Die Beschränkung der Betrachtung auf den freilich seltenen Begriff der taxis, unter Ausscheidung alles dessen, was die Begriffe Gerechtigkeit, neue Schöpfung und ähnliche zentrale Aussagen für die Ordnungsfrage austragen, verengt die Gesichtspunkte aber doch von vornherein sehr stark.

Campenhausen wendet sich lebhaft dagegen, die „rechte Ordnung” als solche für einen wesentlichen Halt anzusehen und zu einem Inhalt der Verkündigung zu machen, aber auch gegen die Abhängigkeit des Gegensatzes in einem verzerrten Protestantismus, der die Ordnung einschränkt, für gleichgültig erklärt oder auch zerstört. Er bekämpft das „modern-protestantische Vorurteil, jede bestimmte Bejahung kirchlicher Ordnung, die nicht sogleich unter einen ausdrücklichen Vorbehalt gestellt wird, müßte schon als solche des Teufels und gegen die Freiheit

|1010|

Gottes und seines souveränen Wortes gerichtet sein. (In Wirklichkeit dürfte der Satz höchstens umgekehrt lauten: daß jede Ordnung, die der Freiheit der Christuswahrheit nicht ausdrücklich vorgeordnet und in diesem Sinne entgegengesetzt wird, theologisch als möglich und bis zum Erweis des Gegenteils als erlaubt zu gelten habe — andernfalls könnte nicht einmal das Neue Testament und nicht einmal der Apostel Paulus von unseren ultraprotestantischen Forderungen bestehen bleiben).”11

Eine solche Umkehrung der Beweislast, wie der Jurist sagen würde, bedeutet gerade als Faustregel einen Fortschritt, wenn damit freilich die tiefeingewurzelte Lust am Untergang nicht beseitigt wird, aus der jene Haltung sich immer erneuert. Mit der paulinischen Entgegensetzung von Unordnung und Frieden sei, so fährt er fort, das Verhältnis von Ordnung und geistlichem Leben klassisch bezeichnet. Denn die Kirche sei durch den bestimmten Geist und eine bestimmte innere Ordnung der Liebe immer schon geordnet und verfaßt. Campenhausens Charakteristik der konkreten Ordnungsgrundsätze und Grundauffassungen habe ich schon früher wiedergegeben und besprochen12.

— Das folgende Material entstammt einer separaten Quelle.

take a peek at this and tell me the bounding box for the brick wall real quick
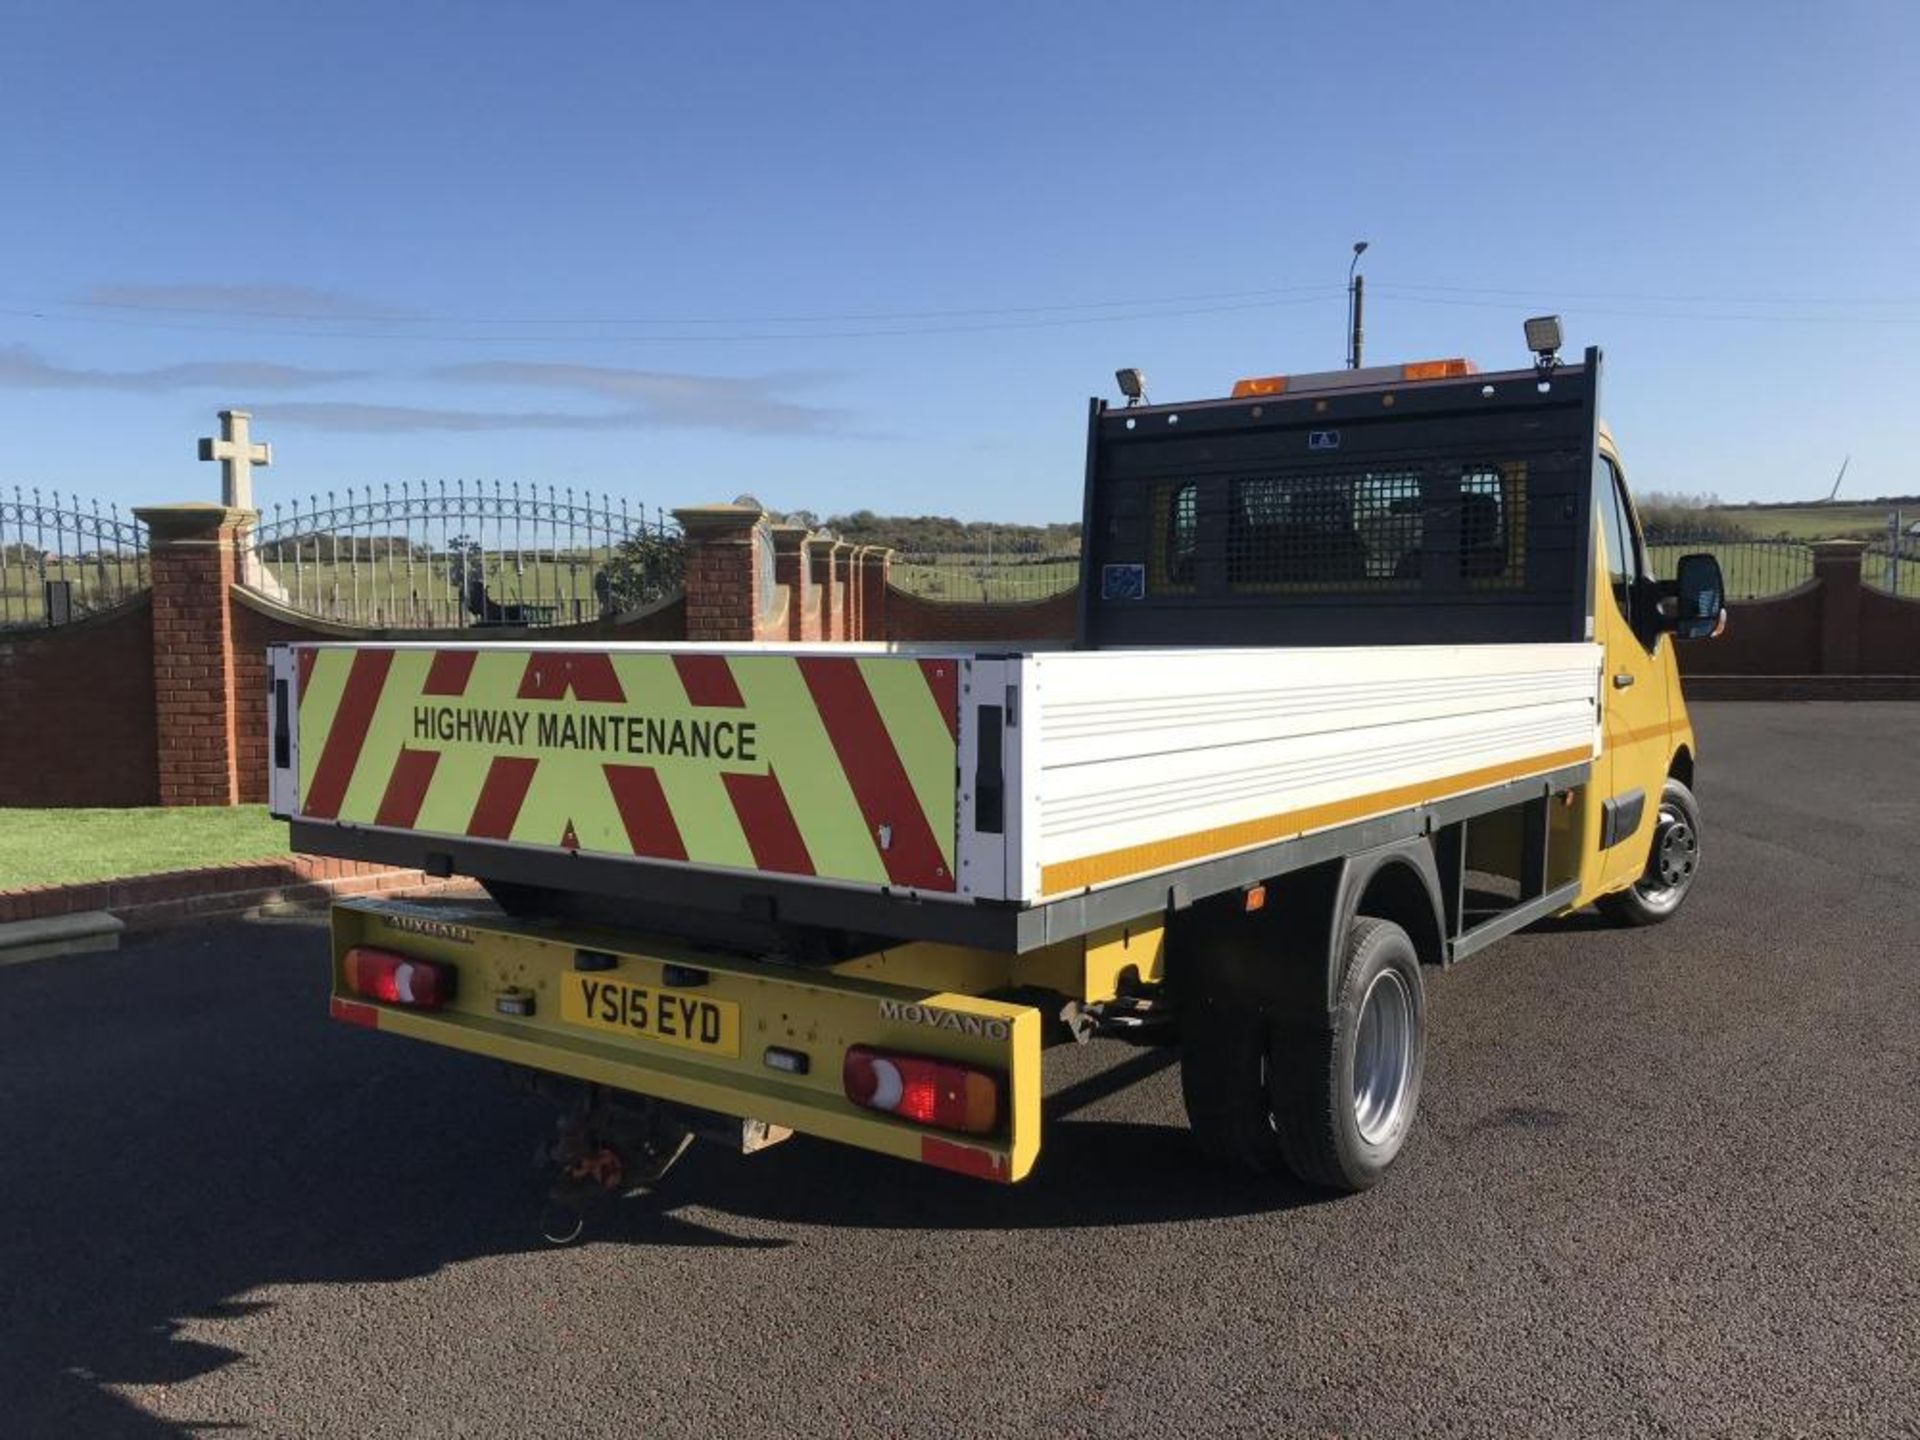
[1859,586,1920,673]
[0,596,159,806]
[1674,584,1823,677]
[884,584,1078,643]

Nach H. Bornkamm hat der Ordnungsbegriff noch zur Zeit der Reformation eine sowohl aktive wie statische Bedeutung gehabt, das Ordnen wie das Geordnetsein. Bis zur Moderne habe die aktive Bedeutung die Vorhand gehabt. Jetzt können wir diese aktive Bedeutung nur noch bei Vorordnung einer bestimmenden Silbe (Anordnung, Verordnung, usf.) verstehen — Ordnung für sich allein sei der Ausdruck für einen idealen Zustand oder Relationen, Rangfolgen usw. In der Rechtssprache werde er nur noch als schriftliche Verfügung verwendet: Städteordnung, Stafprozeßordnung. Diese Verwandlung einer Doppelbedeutung mit starker aktiver Tendenz in einen Formalbegriff bedeute für Kirchenordnungen und kirchliche Lebensordnungen einen gefährlichen Sog in das gesetzlich Fixierte.

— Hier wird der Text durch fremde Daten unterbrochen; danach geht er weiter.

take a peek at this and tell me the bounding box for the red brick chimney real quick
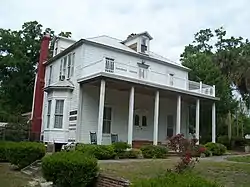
[31,34,50,141]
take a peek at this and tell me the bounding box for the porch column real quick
[176,95,181,134]
[127,86,135,146]
[195,99,200,143]
[212,102,216,143]
[153,91,160,145]
[97,80,106,145]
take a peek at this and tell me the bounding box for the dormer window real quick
[141,38,148,53]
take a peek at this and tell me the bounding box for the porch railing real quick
[80,58,215,97]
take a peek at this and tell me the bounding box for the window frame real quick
[105,57,115,73]
[103,106,112,134]
[47,100,52,128]
[54,100,64,129]
[71,52,75,77]
[67,53,72,79]
[48,65,53,85]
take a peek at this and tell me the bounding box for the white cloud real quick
[1,0,250,62]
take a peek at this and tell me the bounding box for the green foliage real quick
[0,21,71,121]
[232,136,248,147]
[205,142,227,156]
[227,156,250,163]
[76,144,115,160]
[218,136,232,149]
[42,151,98,187]
[6,142,45,169]
[132,172,221,187]
[0,141,12,162]
[140,145,168,158]
[118,149,143,159]
[112,142,131,154]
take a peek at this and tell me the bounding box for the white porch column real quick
[153,91,160,145]
[176,95,181,134]
[127,86,135,146]
[212,102,216,143]
[195,99,200,143]
[76,84,83,142]
[97,80,106,145]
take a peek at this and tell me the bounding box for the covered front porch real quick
[76,78,217,147]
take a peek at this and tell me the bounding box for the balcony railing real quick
[81,58,215,97]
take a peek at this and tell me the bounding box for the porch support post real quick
[128,86,135,146]
[153,90,160,145]
[97,80,106,145]
[176,95,181,134]
[195,99,200,143]
[212,102,216,143]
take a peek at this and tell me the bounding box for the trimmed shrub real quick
[119,149,143,159]
[140,145,168,158]
[76,144,115,160]
[218,136,231,149]
[232,137,248,147]
[205,142,227,156]
[0,141,11,162]
[42,151,98,187]
[6,142,45,169]
[132,172,221,187]
[112,142,131,154]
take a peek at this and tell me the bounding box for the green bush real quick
[132,172,221,187]
[140,145,168,158]
[76,144,115,160]
[218,136,231,149]
[205,142,227,156]
[0,141,11,162]
[119,149,143,159]
[112,142,131,155]
[6,141,45,169]
[42,151,98,187]
[232,137,248,147]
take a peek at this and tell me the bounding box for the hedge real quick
[42,151,98,187]
[6,141,45,169]
[76,144,116,160]
[205,142,227,156]
[0,141,12,162]
[132,172,221,187]
[140,145,168,158]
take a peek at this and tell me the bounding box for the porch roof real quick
[77,72,220,103]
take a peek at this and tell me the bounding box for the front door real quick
[102,106,112,144]
[166,115,174,139]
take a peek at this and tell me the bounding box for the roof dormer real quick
[122,31,153,54]
[52,36,76,57]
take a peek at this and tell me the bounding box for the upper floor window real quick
[141,38,148,53]
[169,73,174,86]
[59,52,75,81]
[54,100,64,128]
[105,58,114,73]
[48,65,53,85]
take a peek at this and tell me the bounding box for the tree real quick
[0,21,71,122]
[181,27,250,138]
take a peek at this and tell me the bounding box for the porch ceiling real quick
[82,77,215,106]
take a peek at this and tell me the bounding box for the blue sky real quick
[1,0,250,62]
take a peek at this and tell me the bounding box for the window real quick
[139,68,147,79]
[169,73,174,86]
[54,100,64,128]
[48,65,53,85]
[134,114,140,126]
[103,106,112,134]
[142,116,147,126]
[67,53,71,79]
[105,58,114,73]
[59,59,63,79]
[167,115,174,138]
[71,53,75,77]
[47,100,52,128]
[141,38,147,53]
[63,56,67,77]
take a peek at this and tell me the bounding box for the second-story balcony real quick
[79,58,215,97]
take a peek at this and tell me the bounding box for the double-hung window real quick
[71,53,75,77]
[54,100,64,128]
[105,58,114,73]
[103,106,112,134]
[48,65,53,85]
[47,100,52,128]
[67,53,72,79]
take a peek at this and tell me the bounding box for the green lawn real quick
[227,156,250,163]
[0,163,31,187]
[100,159,250,187]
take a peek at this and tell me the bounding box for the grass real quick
[100,158,250,187]
[0,163,31,187]
[226,156,250,163]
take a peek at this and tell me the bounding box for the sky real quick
[1,0,250,62]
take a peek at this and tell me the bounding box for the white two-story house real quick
[42,32,218,147]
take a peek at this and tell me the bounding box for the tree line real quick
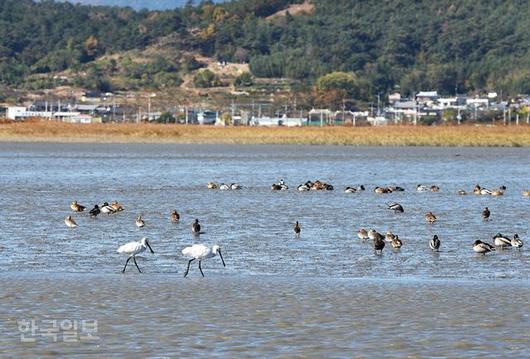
[0,0,528,97]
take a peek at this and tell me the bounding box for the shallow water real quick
[1,143,529,356]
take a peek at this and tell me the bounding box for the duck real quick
[391,235,403,249]
[425,211,437,224]
[344,186,357,193]
[171,210,180,222]
[135,215,145,228]
[429,235,441,251]
[457,189,467,195]
[100,202,116,215]
[482,207,490,220]
[280,183,289,190]
[230,183,242,190]
[511,234,523,249]
[430,185,440,192]
[473,185,482,195]
[219,183,230,190]
[493,233,512,247]
[271,183,282,191]
[473,240,494,255]
[385,231,396,243]
[357,228,369,240]
[207,182,218,189]
[89,204,100,217]
[522,190,530,197]
[417,184,429,192]
[65,215,78,228]
[111,201,124,212]
[480,188,492,195]
[491,189,504,196]
[192,219,201,234]
[294,221,301,237]
[70,201,85,212]
[388,186,405,192]
[374,186,388,194]
[387,202,404,213]
[367,229,383,241]
[373,236,385,254]
[357,185,366,191]
[297,184,310,192]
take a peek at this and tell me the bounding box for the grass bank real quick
[1,120,529,146]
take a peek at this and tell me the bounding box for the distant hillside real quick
[58,0,227,10]
[1,0,529,98]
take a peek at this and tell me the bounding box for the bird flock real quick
[64,181,527,275]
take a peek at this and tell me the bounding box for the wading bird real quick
[117,237,154,273]
[182,244,226,277]
[65,215,77,228]
[429,235,441,251]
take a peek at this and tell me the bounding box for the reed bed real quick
[1,120,529,147]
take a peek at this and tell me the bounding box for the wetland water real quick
[0,143,529,357]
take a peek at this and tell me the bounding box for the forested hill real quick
[58,0,227,10]
[1,0,529,95]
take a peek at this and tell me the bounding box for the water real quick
[1,143,529,357]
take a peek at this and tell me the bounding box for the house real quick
[250,115,306,127]
[197,110,219,125]
[416,91,439,105]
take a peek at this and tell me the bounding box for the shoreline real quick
[1,120,530,146]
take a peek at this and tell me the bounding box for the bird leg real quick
[133,256,142,273]
[198,261,205,277]
[122,257,132,273]
[184,259,195,277]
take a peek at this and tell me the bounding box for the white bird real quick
[219,183,230,190]
[117,237,155,273]
[65,215,77,228]
[182,244,226,277]
[230,183,242,190]
[135,215,145,228]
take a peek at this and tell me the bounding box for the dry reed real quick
[1,120,529,147]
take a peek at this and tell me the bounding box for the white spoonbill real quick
[182,244,225,277]
[117,237,154,273]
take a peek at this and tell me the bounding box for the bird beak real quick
[146,241,154,254]
[218,249,226,267]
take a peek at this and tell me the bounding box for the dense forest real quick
[1,0,529,97]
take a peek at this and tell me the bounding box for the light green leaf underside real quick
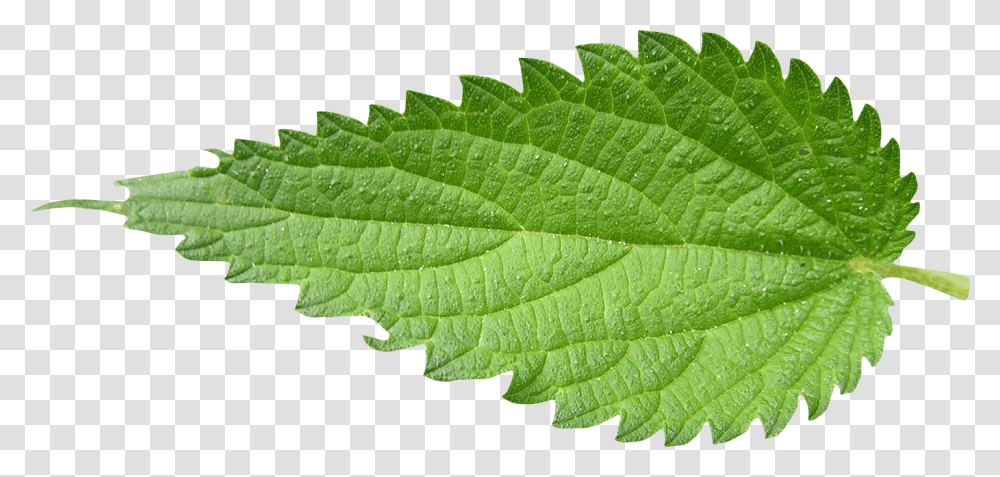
[39,32,919,445]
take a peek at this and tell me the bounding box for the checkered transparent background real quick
[2,0,999,475]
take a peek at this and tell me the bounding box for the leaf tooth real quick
[761,391,800,438]
[575,42,641,86]
[362,334,392,351]
[233,137,282,162]
[745,40,782,86]
[698,33,746,98]
[368,102,403,122]
[662,417,706,447]
[899,192,920,222]
[518,57,582,106]
[203,148,234,172]
[637,30,699,68]
[614,392,661,442]
[799,368,824,420]
[175,228,224,254]
[403,90,450,130]
[224,255,254,282]
[363,323,427,353]
[782,59,823,126]
[705,374,767,444]
[897,178,919,209]
[882,138,902,177]
[862,332,889,369]
[277,129,321,167]
[710,413,757,445]
[821,77,854,124]
[277,128,319,149]
[700,32,744,62]
[316,110,368,138]
[291,270,356,317]
[786,58,824,99]
[459,74,528,113]
[840,360,864,395]
[871,171,919,261]
[807,375,834,421]
[367,104,403,141]
[407,89,459,113]
[855,103,883,154]
[502,353,549,404]
[362,308,400,332]
[551,385,618,430]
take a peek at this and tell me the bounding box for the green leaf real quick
[36,31,969,445]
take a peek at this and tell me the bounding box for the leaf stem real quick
[850,256,970,300]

Die Betrachtung rückt damit zu Recht das Problem in einen geschichtlichen Zusammenhang. Die Deutung der modernen Rechtssprache geht freilich fehl. Verfügung ist in ihr immer ein Einzelakt. Ordnung dagegen ist regelmäßig eine Verfahrensordnung, nicht ein materielles Gesetz. Das Bürgerliche Gesetzbuch handelt von Rechten, die ich habe, auch wenn ich sie im Moment nicht geltend mache, also Rechtsbeständen. Die Zivilprozeßordnung dagegen regelt ein Verfahren, welches ohne Aktualisierung, ohne Führung auf ein Ziel überhaupt nicht existiert. Ebenso regelt die Städteordnung Verwaltungs- und Haushaltsführung usw. Ordnung im Rechtssinne ist also auch heute Tun, Vorgang, nicht Zustand, freilich ein von vornherein geregeltes. Von dem älteren Rechtszustand, den Bornkamm im Auge hat, unterscheidet sich die heutigen Auffassung dadurch, daß es eine allgemein diskretionäre Ordnungsgewalt der Regierung nicht oder nur noch in geringen Resten gibt, und daß einzelne

|1011|

Ordnungsakte grundsätzlich in nachprüfbarer Weise auf der Grundlage von Verfahrensordnungen ergehen. Insofern und nur insofern ist ein personales Moment in unserem Rechtsdenken ausgeschaltet oder zurückgedrängt.

Im ganzen stimmen beide Autoren etwa in folgendem doppelten Grundsatz überein: Die Ordnung ist für die Kirche sekundär zu ihrem geistlichen Leben, — aber sie ist notwendig und hat keineswegs als solche die Vermutung der Geistwidrigkeit gegen sich.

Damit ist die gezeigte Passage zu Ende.